For the Greek it was great that a god was serving him by carrying the sun across the sky, just as it is for the Christian to have a god who died to give him eternal life. For a frail elderly woman, it is consoling to say “go with God”, as if there were a Divine Providence taking care of everything, obeying her wishes. When Kant, Schopenhauer and Nietzsche proposed the Will to determine what was understood by truth, they were deconstructing this intention of seeing as true what is a projection of desire, of the desire to dominate.

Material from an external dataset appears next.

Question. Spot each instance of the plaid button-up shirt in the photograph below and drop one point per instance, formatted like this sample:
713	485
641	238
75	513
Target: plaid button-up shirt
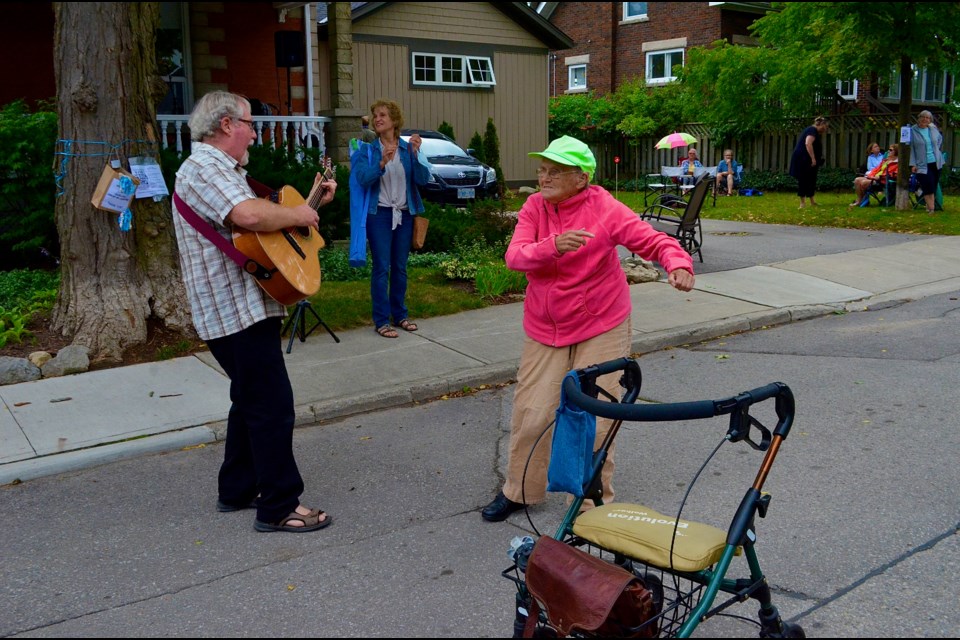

Another popular expression, “the hole is further down”, with a strong sexual connotation, suggests that we should try to delve deeper into questions to find relevant answers. Exactly that, however, is what is not done. It is more comfortable to believe in catechetical dogmas than to let doubt do its dance. If the Sermon on the Mount is an antithesis to patrician ethics, it would need to be questioned as such, but one doesn't want to know. If they are setting fire to the forests to plant soybeans and make pastures, there is no question whether the interest of agribusiness is better for the country and nature than doing its “China business”.

We don't want people to think, but just to think that they are thinking, pretending that pretending is all the math to do. The greater the absurdity in which one believes, the more one believes, finding it absurd that one does not believe. The unconscious of politics is theology. Everyone wants to secure paradise for themselves, but before they die. God is no longer frightening as the supreme judge: he is obliged to love sinners and has already become a pretext to justify all crimes. It seems that, if there is another time, the Capeta, as the last of the righteous, will have to impose the due penalties.

* Flavio R. Kothe is professor of aesthetics at the University of Brasilia. Author, among other books, of Culture semiotics essays (UnB).